Traveling at the speed of love

July 4, 2016

A few weeks ago, America was struck by yet another tragedy: the mass shooting at Pulse in Orlando. To be honest, I'm typically pretty jaded to these types of events. As a self-described cynic who learned about terrorism on September 11th at age 9, experienced the explosion of pressure cooker bombs in my city a few years ago and listened to the world talk about a 20-year old killing kindergartners in my home state of Connecticut in 2012, I am more shocked by peace than violence.

 

 

That being said, the display of hatred that happened on June 12 struck me in a different way. Although I don't have much of a personal connection to Orlando, one of my fellow OEG teachers named Colleen does. Orlando is her home and her heart but she's physically in Thailand until next spring. She had to make a difficult choice: go home to be with the people she loves in Florida and leave her teaching position here, or stay in this bubble of "mai pen rai," where few people even knew what occurred on that terrible night.

 

I don't live particularly close to Colleen. She's about an 11-hour bus ride away, down in Nakhon Si Thammarat, across the peninsula from the tourist haven of Phuket. When I thought about what she must have been feeling in the days immediately after the attack in her city, I wanted to cancel school for the week and teleport to her doorstep.
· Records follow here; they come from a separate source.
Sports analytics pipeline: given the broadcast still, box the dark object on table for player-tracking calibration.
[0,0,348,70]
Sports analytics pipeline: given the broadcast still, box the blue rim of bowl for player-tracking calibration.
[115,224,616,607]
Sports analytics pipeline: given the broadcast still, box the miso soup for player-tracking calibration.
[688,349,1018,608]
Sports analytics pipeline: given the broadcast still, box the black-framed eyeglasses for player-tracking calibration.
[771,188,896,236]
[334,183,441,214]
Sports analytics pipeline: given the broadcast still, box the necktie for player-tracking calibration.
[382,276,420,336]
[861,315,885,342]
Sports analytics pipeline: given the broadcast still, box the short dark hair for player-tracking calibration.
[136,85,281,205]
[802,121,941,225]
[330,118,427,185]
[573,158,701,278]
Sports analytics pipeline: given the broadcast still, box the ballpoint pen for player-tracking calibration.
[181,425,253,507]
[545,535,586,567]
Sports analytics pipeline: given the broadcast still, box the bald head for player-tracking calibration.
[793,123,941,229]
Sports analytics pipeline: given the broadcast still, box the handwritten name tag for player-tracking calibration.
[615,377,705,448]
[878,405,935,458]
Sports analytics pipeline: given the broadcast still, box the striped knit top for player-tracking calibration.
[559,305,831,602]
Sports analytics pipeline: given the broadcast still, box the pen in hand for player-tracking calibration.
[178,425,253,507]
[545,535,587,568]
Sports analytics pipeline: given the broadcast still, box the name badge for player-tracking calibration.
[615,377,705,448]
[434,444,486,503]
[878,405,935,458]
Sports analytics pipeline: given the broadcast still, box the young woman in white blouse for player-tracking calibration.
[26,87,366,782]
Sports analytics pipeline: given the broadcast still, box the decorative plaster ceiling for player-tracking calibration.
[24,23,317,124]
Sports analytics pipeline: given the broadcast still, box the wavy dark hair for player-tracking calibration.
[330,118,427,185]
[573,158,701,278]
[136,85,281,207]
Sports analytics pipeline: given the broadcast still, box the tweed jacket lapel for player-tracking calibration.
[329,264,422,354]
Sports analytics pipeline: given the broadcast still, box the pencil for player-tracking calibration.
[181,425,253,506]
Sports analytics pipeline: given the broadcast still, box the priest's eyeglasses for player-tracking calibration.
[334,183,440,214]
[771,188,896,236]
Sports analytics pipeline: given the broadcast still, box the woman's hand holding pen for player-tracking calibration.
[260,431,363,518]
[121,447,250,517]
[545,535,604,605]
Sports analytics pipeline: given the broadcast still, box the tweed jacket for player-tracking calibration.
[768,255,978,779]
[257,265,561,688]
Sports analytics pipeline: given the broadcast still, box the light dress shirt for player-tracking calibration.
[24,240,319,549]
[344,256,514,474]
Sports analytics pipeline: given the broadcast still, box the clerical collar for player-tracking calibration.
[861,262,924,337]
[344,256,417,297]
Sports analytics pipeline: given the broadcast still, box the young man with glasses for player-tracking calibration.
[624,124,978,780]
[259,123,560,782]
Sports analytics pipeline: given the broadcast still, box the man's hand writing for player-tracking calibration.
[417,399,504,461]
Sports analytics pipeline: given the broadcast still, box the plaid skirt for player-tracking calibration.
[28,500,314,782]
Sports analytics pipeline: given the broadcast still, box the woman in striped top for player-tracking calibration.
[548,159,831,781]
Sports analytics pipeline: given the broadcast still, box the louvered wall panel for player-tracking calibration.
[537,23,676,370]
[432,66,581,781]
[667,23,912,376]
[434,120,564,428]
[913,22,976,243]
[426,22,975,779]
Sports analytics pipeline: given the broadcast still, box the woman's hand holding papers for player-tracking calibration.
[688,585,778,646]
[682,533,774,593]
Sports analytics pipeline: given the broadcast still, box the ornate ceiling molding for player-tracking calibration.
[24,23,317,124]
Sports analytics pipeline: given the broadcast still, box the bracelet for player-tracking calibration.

Everyone knows what it's like to wish you could help someone you care about while distance, time and other external factors stand in the way.

 

Being the strong and inspirational woman she is, Colleen thought of a way to process the event from afar while teaching young Thai people about life and love. She shared the news of the Pulse nightclub shooting with her secondary school students and asked them to write letters of love to the families suffering in Orlando. Fortunately, LGBTQ culture is relatively accepted in Thailand, way more so than I've ever seen in any American middle school.

 

Colleen reached out to our OEG network to see if anyone else was interested. I quickly followed her lead and even asked another teacher in my program to join. While it was initially difficult for some students to understand what I was talking about and showing them news clips of, I ended up bringing a folder that was bursting with cards, drawings and letters - I literally had to tape it closed to contain all of the papers - to Colleen when I saw her the following weekend in Bangkok.

 

One of my students from 10th grade wrote, "Life is hard. In the life, you will meet some of the worst things in your life but no matter what, there will be someone on your side. But if you don't have anyone, there will always be someone in your heart and there will always be the people of the world. We will take your sadness away and we will share your feelings to the world so you won't carry it alone. My name is not important because this paper is the message from everyone in the world."

 

 

Here are a few more of my favorite messages that students at Chonradsadornumrung School shared with people in Orlando.

 

 

 

Colleen told me a story about one of the classes where she discussed this difficult subject and asked students if they should be able to love anyone they want and why they felt the way they did.

 

One young boy answered, "Yes of course, because love has no rules."

 

That response touched us both deeply because it's so true. Love is love is love is love. You feel love in your heart and in your soul. Love is part of being human, no matter who you are or where you live or what you've been through.

 

Another facet of love was confirmed for me during this emotionally trying week: love is universal. The majority of my students hadn't heard about the shooting before I broached the topic. Many had no idea where Orlando was. But despite those facts, the idea of showing fellow humans that peace still existed in the world was easy to comprehend.

 

When everything in your world seems like it's falling apart and you're struggling to find motivation to keep going, look at the people who surround you and lift you up. There is still good in the world. Say it out loud: Love is universal and love has no rules and love knows no distance.